Tuesday, November 13, 2012

Vaccines, Influenza and Autism



     In the wake of a new study about influenza and autism, I wanted to give a brief summary of what this new report may mean.
     In 1998 a small study by a British surgeon named Wakefield was published in the British Medical Journal Lancet. The study claimed that the MMR vaccine caused autism. This spread around the world like wildfire and the rate of MMR vaccination declined. After reviewing studies of hundreds of thousands of children, in 2010 the British General Medical Council found Wakefield guilty of 4 counts of dishonesty in his study and described his research as “irresponsible”. The next year the British Medical Journal labeled Wakefield’s study as an “elaborate fraud” and gave an apology for publishing it. Dr.
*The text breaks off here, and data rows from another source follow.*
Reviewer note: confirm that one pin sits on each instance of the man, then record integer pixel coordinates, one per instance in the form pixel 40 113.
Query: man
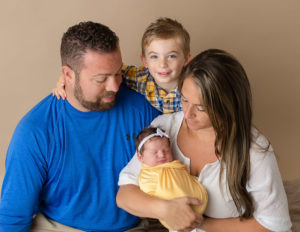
pixel 65 157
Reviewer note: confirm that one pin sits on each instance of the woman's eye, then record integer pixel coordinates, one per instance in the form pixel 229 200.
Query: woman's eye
pixel 172 56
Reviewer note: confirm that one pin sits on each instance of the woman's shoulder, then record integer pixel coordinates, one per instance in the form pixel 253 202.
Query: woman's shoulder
pixel 261 151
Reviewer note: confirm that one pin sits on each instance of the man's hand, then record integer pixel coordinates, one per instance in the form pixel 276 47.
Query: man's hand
pixel 179 214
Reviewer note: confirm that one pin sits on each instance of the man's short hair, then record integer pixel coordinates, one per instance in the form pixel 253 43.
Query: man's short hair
pixel 86 36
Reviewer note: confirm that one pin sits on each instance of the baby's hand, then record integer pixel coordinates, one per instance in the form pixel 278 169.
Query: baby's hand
pixel 59 91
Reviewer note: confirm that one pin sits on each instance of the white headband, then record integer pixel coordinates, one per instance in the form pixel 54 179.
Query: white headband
pixel 159 133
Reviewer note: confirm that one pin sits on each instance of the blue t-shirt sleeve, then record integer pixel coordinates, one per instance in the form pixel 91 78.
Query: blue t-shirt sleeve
pixel 25 175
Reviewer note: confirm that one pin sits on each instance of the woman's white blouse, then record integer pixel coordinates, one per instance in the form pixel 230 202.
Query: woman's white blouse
pixel 264 185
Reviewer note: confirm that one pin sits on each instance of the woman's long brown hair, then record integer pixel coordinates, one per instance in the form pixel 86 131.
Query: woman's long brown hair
pixel 226 93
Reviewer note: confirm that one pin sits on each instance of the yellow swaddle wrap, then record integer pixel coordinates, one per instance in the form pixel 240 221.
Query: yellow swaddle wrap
pixel 172 180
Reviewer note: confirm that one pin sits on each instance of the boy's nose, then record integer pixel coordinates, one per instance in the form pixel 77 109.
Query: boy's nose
pixel 161 154
pixel 163 63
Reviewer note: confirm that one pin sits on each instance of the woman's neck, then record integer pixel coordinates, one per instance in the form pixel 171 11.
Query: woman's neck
pixel 202 134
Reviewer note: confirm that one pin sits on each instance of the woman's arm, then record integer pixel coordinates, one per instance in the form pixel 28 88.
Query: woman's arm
pixel 177 213
pixel 232 225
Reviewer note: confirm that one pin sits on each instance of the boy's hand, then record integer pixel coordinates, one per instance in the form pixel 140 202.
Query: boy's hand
pixel 180 215
pixel 59 91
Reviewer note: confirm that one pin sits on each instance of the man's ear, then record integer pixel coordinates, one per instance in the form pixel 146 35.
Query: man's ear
pixel 187 59
pixel 68 74
pixel 144 60
pixel 140 157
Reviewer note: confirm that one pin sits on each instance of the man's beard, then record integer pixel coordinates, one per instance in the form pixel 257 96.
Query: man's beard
pixel 97 105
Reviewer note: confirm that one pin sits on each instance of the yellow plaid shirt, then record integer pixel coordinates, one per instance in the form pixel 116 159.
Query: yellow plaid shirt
pixel 140 80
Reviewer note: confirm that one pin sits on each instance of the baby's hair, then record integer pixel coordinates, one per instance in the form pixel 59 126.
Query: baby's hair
pixel 166 28
pixel 143 134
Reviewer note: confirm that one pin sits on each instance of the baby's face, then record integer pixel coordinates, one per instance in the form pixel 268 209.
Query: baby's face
pixel 156 151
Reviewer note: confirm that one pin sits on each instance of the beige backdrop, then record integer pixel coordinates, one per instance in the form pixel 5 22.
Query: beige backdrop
pixel 263 34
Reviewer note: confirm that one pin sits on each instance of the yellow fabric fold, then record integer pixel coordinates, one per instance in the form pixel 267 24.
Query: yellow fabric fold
pixel 172 180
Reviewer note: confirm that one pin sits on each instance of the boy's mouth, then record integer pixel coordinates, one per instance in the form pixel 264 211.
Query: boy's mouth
pixel 164 74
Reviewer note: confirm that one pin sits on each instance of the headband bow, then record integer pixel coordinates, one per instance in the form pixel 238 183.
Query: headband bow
pixel 159 133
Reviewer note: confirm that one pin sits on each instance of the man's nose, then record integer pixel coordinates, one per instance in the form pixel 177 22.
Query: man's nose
pixel 113 83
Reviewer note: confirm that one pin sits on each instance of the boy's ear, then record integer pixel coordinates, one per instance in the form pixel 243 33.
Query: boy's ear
pixel 140 157
pixel 144 60
pixel 188 59
pixel 68 74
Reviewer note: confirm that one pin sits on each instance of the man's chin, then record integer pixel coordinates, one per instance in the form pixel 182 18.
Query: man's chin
pixel 99 107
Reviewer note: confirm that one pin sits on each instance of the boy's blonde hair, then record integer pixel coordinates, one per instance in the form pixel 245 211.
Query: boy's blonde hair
pixel 166 28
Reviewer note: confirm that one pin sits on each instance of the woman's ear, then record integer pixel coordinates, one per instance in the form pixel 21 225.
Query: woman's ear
pixel 69 74
pixel 144 60
pixel 140 157
pixel 187 59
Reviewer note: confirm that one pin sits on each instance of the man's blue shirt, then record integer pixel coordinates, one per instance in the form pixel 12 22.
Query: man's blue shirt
pixel 65 163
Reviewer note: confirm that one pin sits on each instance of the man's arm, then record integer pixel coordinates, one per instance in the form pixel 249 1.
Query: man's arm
pixel 177 213
pixel 23 181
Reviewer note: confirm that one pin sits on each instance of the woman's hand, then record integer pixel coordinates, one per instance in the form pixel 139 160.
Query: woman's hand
pixel 59 91
pixel 180 216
Wakefield is currently barred from practicing medicine in the United Kingdom.
   But the damage was done and parents still express concerns about vaccines causing autism even though there has never been a scientific study that has even suggested a connection. Many viral illnesses, however, can infect the brain and cause a disease caused encephalitis. Encephalitis can lead to permanent brain damage, blindness, deafness and other neurologic problems. The damage done by these infections is not officially autism, but the symptoms can be confusing especially when a child gets infected early in life or in the uterus. Many vaccines protect children and adults against those kinds of viral illnesses.
     A recently released study suggests that if a mother gets influenza while she is pregnant, her child may have an increased risk of autism. We know for a fact that any viral infection in the mother’s bloodstream can be transmitted to a baby in the uterus, so, if the baby’s brain were to become infected, brain damage and autism could be a possible result. It was recommended that any woman of child-bearing years should get an influenza vaccine early in the flu season and see her doctor if she develops flu symptoms. Certainly, more investigation will be done on this subject.
     Most vaccines are “killed” vaccines. That means that the vaccine contains virus particles but no live virus. The vaccine cannot cause the infection. People commonly say “I got flu from the flu shot”, but it can’t happen from a killed vaccine. Another type of vaccine called a “live” vaccine has live virus particles in it and can give the patient a very mild infection, but a more serious infection can potentially occur. This is why it was easy for some physicians to believe Wakefield’s report of the measles vaccine (in MMR) causing autism because it is a “live” vaccine. Those doctors felt that a child could get encephalitis from the vaccine and that infection could cause autism. It was only after reviewing hundreds of studies from many sources involving thousands of children that the MMR connection to autism was proven to be completely false. 
     The nasal spray vaccine for influenza is also a live vaccine. Doctors already do not recommend the nasal flu vaccine for patients with asthma for fear that they could get the disease and, until we learn more about the possible connection between influenza and autism, it might be prudent for pregnant woman to get the killed influenza injection rather than the nasal spray. However, it is definitely recommended that all women of childbearing age get an influenza vaccine.